In questi giorni sta facendo discutere la proposta di legge che prevede l'uso delle telecamere nei nidi e nelle scuole dell'infanzia per prevenire episodi di violenza. Cosa ne pensa?
Esprimo la mia personale opinione. Non mi piace per nulla quella che considero davvero una deriva autoritaria presente sia negli insegnanti che nei genitori, orientata ad un peraltro impossibile "controllo totale" delle attività che si svolgono a scuola.
E' chiaro e indiscutibile il fatto che eccessi ed episodi da codice penale vadano accertati e perseguiti, ma sono convinto che si tratti di casi eccezionali, che non mettono in discussione una realtà quotidiana nella quale centinaia di migliaia di operatori scolastici, insegnanti e non solo, svolgono con passione e professionalità il loro lavoro.

Quale potrebbe essere l’alternativa?
Mi piacerebbe molto che si ribadisse il senso di responsabilità di noi tutti, grazie al quale all'ossessione del "controllo totale" si rispondesse con la buona pratica del controllo sociale e della partecipazione attiva. 
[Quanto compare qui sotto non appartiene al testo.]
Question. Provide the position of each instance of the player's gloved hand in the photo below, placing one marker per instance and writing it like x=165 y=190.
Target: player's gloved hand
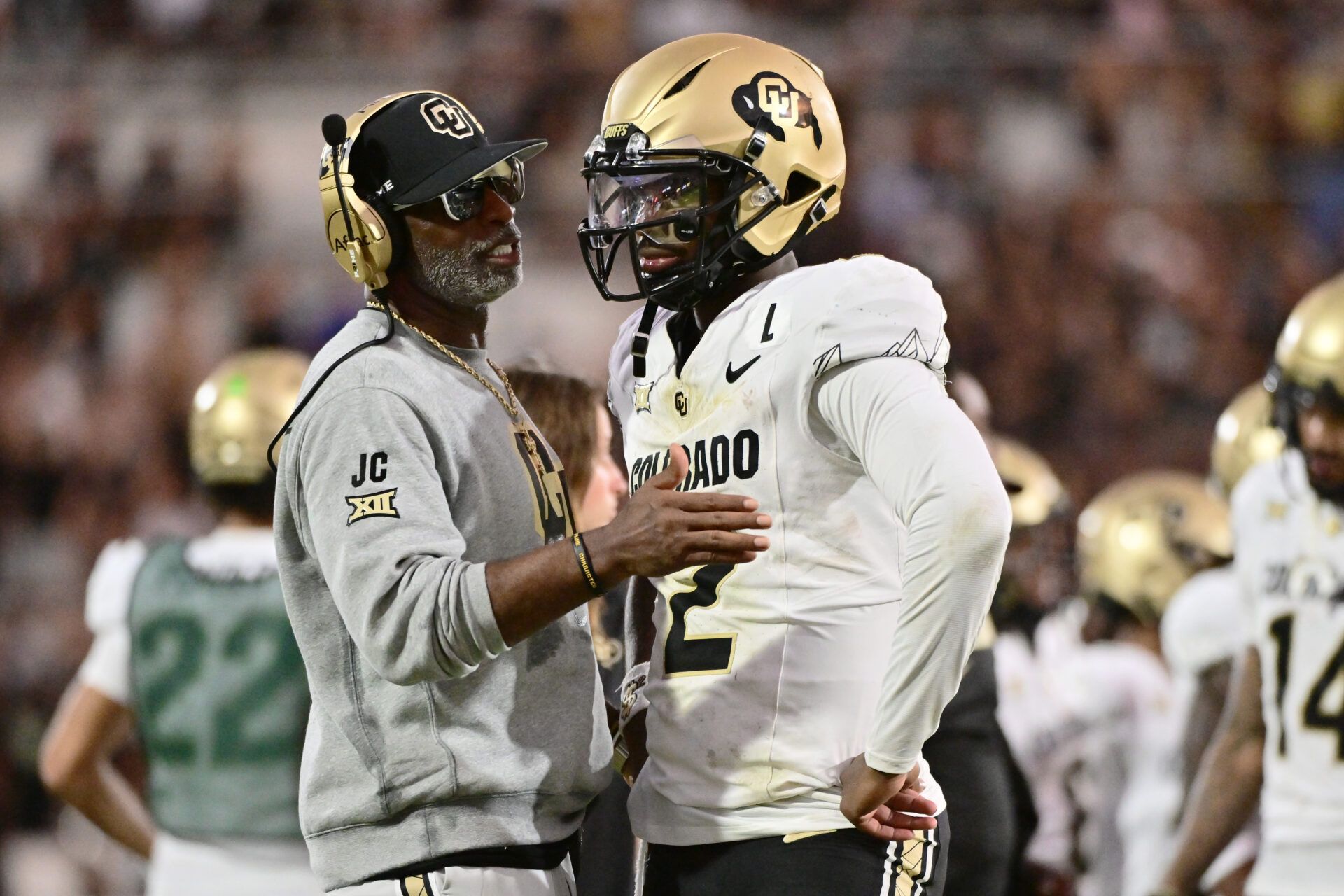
x=629 y=743
x=660 y=530
x=879 y=804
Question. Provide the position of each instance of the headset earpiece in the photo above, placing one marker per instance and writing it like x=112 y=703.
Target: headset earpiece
x=396 y=226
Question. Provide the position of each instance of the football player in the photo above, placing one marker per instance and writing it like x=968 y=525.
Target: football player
x=192 y=650
x=1282 y=735
x=1202 y=629
x=1038 y=575
x=1138 y=543
x=785 y=701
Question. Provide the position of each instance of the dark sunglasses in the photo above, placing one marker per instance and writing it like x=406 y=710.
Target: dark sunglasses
x=467 y=202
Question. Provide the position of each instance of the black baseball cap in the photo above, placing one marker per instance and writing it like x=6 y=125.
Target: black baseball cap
x=422 y=146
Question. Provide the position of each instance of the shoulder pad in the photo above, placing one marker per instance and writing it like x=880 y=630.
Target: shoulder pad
x=108 y=596
x=873 y=307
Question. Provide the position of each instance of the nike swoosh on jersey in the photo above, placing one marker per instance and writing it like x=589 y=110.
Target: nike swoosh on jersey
x=733 y=375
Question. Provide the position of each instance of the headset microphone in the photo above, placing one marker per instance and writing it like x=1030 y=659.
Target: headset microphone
x=334 y=132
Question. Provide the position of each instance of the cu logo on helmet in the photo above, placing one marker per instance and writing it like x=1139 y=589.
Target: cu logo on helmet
x=447 y=117
x=778 y=99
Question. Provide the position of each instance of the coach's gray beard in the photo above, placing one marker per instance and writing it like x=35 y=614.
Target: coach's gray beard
x=461 y=276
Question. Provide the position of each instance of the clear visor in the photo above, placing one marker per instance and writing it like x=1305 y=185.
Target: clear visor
x=620 y=200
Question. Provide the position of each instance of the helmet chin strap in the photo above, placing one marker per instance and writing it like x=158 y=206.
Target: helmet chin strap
x=741 y=258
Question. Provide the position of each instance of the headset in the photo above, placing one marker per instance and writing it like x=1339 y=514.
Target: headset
x=363 y=232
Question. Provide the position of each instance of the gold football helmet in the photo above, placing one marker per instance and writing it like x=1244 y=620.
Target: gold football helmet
x=1243 y=437
x=1035 y=493
x=1145 y=535
x=720 y=139
x=1310 y=356
x=237 y=412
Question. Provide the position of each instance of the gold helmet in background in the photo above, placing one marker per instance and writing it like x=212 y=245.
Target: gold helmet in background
x=1243 y=437
x=1310 y=356
x=1310 y=349
x=721 y=137
x=237 y=412
x=1145 y=535
x=1035 y=493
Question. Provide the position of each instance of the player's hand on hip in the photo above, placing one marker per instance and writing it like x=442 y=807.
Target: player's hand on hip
x=660 y=530
x=635 y=738
x=882 y=805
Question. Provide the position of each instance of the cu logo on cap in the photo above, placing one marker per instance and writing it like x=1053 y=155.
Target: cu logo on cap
x=447 y=117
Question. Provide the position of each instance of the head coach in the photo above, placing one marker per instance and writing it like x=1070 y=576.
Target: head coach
x=426 y=543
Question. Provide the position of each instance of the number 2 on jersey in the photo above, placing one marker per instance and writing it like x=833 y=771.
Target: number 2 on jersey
x=186 y=643
x=1313 y=713
x=698 y=654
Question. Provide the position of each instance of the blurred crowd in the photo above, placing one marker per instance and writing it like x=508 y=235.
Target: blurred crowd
x=1117 y=199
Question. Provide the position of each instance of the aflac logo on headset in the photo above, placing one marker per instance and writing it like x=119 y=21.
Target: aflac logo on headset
x=447 y=117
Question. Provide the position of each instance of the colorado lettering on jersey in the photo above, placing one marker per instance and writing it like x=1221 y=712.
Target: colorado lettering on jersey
x=713 y=463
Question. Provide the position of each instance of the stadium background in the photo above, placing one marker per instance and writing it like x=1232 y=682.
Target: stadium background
x=1119 y=200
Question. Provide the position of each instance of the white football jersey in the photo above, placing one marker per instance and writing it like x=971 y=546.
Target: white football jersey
x=1114 y=755
x=1203 y=624
x=765 y=678
x=1291 y=566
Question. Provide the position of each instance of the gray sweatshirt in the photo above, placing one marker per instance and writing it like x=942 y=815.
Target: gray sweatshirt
x=426 y=736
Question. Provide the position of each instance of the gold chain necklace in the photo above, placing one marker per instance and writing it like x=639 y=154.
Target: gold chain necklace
x=510 y=406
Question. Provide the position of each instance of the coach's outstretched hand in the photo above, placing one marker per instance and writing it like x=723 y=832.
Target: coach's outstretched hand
x=879 y=804
x=662 y=530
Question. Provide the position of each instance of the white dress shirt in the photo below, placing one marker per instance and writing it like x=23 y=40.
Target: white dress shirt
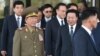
x=74 y=27
x=20 y=20
x=59 y=20
x=88 y=30
x=38 y=25
x=47 y=19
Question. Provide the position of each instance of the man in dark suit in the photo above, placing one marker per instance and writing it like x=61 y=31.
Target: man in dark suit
x=84 y=43
x=11 y=23
x=96 y=33
x=65 y=34
x=47 y=15
x=52 y=29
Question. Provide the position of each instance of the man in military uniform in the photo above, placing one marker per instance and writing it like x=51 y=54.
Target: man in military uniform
x=28 y=40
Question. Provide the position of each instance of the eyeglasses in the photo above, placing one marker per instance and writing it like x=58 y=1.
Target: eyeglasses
x=48 y=11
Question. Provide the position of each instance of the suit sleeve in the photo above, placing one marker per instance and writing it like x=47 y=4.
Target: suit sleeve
x=4 y=35
x=16 y=44
x=58 y=44
x=48 y=39
x=80 y=45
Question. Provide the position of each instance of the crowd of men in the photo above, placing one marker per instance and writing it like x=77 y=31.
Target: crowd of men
x=63 y=30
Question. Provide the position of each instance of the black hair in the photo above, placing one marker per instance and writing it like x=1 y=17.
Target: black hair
x=72 y=4
x=18 y=3
x=89 y=12
x=46 y=6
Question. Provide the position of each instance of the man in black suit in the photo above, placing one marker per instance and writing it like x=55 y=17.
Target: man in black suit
x=84 y=43
x=47 y=14
x=96 y=33
x=52 y=29
x=66 y=33
x=11 y=23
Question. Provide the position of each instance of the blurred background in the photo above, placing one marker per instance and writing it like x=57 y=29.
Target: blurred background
x=6 y=5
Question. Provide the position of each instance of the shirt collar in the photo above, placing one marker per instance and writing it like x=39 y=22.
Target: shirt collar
x=59 y=18
x=16 y=16
x=88 y=30
x=47 y=19
x=74 y=27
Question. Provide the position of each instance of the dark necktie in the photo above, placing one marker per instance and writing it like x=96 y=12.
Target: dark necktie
x=92 y=37
x=71 y=32
x=18 y=22
x=62 y=23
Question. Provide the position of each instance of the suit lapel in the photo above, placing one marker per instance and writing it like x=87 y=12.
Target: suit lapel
x=57 y=22
x=23 y=22
x=91 y=41
x=77 y=28
x=14 y=21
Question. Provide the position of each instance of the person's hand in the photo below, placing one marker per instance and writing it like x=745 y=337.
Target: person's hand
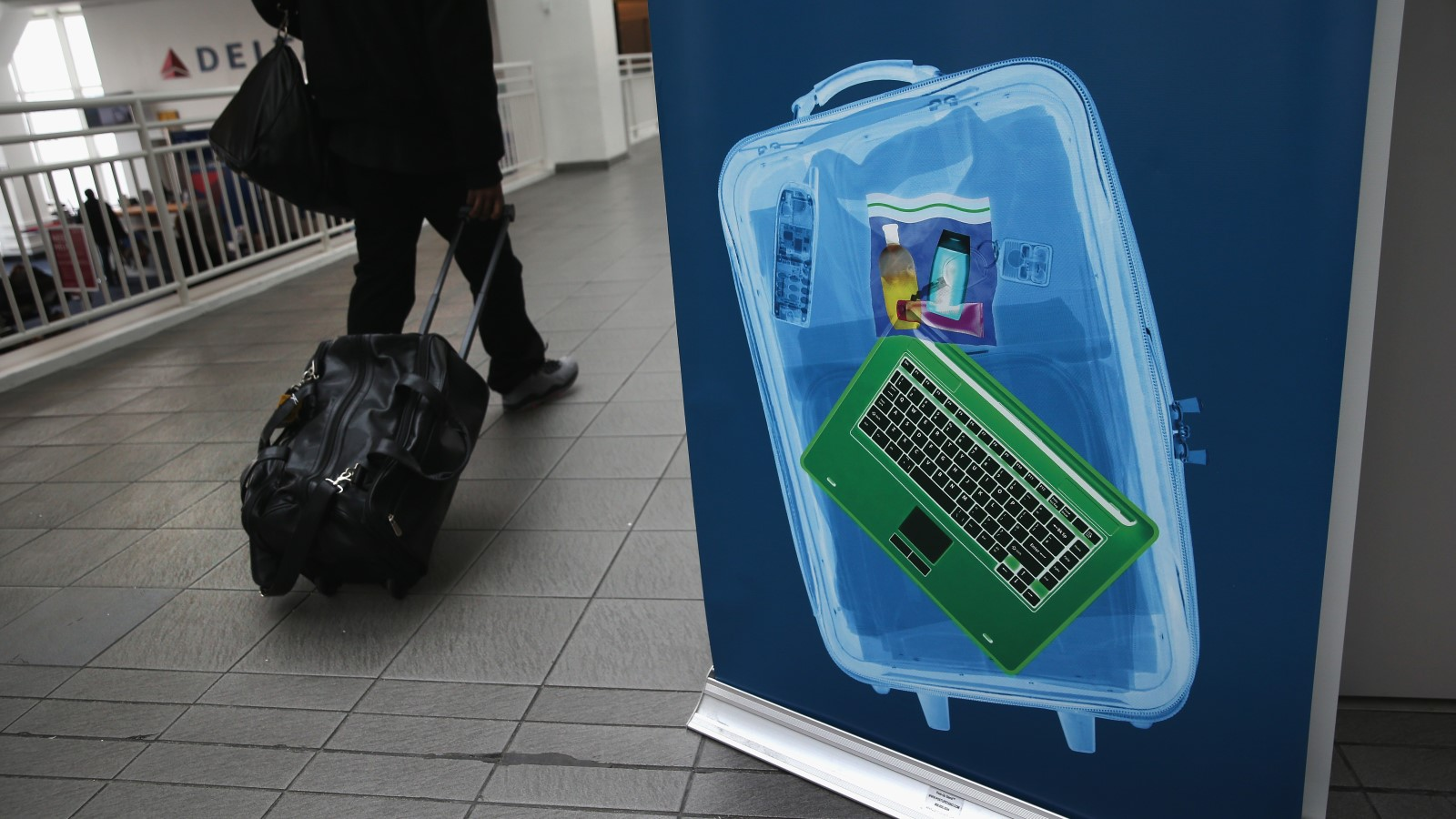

Delegare alla sorveglianza elettronica il nostro compito di educatori significherebbe una sconfitta, aggiungendo anche che, mentre forse dal ruolo di insegnante è possibile dar le dimissioni, questo non vale se si è genitori. Si tratta, quindi, di ampliare il più possibile le occasioni di confronto e partecipazione diretta di tutte le componenti sociali che fanno parte della realtà scolastica: insegnanti, personale non docente, genitori e studenti. Per far questo servono strumenti e risorse, a partire da una significativa e decisa revisione dei provvedimenti legislativi sugli organi collegiali, così come, ad esempio, viene riproposta dalla Legge di Iniziativa Popolare per una Buona Scuola della Repubblica, che considero di grandissimo interesse e valore.